Nvidia continues to collaborate with Microsoft to build AI infrastructure, with Microsoft introducing additional H100-based virtual machines to Microsoft Azure to accelerate demanding AI workloads.

At its Ignite conference in Seattle yesterday, Microsoft announced its new NC H100 v5 VM series for Azure, the industry’s first cloud instances featuring Nvidia H100 NVL GPUs.

The offering brings together a pair of PCIe-based H100 GPUs connected via Nvidia NVLink, with nearly 4 petaflops of AI compute and 188GB of faster HBM3 memory.
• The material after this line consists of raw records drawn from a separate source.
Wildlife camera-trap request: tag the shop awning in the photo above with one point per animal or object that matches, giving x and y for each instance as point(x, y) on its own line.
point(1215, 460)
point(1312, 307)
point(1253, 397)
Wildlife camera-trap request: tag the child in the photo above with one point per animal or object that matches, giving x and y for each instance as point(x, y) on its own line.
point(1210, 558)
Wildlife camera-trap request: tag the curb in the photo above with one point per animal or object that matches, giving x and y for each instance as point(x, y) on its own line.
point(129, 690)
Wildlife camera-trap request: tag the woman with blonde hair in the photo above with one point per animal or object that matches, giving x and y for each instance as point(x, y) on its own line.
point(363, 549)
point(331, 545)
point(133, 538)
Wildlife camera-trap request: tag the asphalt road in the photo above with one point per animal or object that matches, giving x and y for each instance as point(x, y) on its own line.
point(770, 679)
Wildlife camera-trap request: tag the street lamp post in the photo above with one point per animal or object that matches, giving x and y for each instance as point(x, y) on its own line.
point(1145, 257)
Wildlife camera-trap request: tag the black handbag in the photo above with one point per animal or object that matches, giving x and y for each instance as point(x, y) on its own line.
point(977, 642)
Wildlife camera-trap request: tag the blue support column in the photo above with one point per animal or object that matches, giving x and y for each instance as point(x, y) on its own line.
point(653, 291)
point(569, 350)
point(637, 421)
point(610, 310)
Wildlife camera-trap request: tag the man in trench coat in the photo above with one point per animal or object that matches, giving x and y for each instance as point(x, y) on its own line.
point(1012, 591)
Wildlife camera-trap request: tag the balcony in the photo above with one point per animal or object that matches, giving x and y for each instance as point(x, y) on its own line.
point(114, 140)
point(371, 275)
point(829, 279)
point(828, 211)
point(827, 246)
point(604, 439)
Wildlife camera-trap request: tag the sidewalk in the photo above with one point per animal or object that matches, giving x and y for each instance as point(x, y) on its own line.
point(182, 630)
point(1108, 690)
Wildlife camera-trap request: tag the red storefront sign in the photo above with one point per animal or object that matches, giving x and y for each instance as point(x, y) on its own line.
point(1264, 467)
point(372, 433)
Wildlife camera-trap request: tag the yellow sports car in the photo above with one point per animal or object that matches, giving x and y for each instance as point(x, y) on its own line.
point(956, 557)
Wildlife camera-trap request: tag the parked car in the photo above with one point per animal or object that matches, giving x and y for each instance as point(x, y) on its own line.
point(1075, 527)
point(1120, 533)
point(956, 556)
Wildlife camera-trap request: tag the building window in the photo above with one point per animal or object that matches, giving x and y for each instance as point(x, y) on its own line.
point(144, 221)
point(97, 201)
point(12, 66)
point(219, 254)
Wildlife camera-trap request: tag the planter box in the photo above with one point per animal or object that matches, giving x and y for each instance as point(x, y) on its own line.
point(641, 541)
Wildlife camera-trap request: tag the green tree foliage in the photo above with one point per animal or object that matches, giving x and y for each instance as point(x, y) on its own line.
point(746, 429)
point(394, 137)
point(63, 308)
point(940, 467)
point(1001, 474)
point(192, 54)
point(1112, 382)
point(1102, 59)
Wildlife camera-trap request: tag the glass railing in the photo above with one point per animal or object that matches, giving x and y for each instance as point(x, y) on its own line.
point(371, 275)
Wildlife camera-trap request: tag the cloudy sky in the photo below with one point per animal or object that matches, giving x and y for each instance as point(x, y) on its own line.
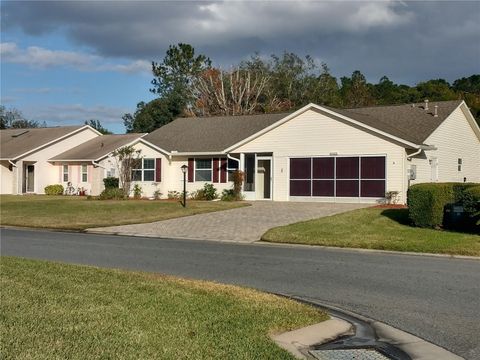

The Nvidia H100 NVL GPU can deliver up to 12x higher performance on GPT-3 175B over the previous generation and is ideal for inference and mainstream training workloads.

In addition, Microsoft announced plans to add the Nvidia H200 Tensor Core GPU to its Azure fleet next year to support larger model inferencing with no increase in latency. This new offering is purpose-built to accelerate the largest AI workloads, including large language models (LLMs) and generative AI (GenAI) models.

The H200 GPU brings dramatic increases both in memory capacity and bandwidth using the latest-generation HBM3e memory. Compared to the H100, the new GPU will offer 141GB of HBM3e memory (1,8x more) and 4.8 TB/s of peak memory bandwidth (a 1,4x increase).

Cloud computing gets confidential

Further expanding availability of Nvidia-accelerated generative AI computing for Azure customers, Microsoft announced another Nvidia-powered instance: the NCC H100 v5.

These Azure confidential VMs with Nvidia H100 Tensor Core GPUs allow customers to protect the confidentiality and integrity of their data and applications in use, in memory, while accessing the unsurpassed acceleration of H100 GPUs.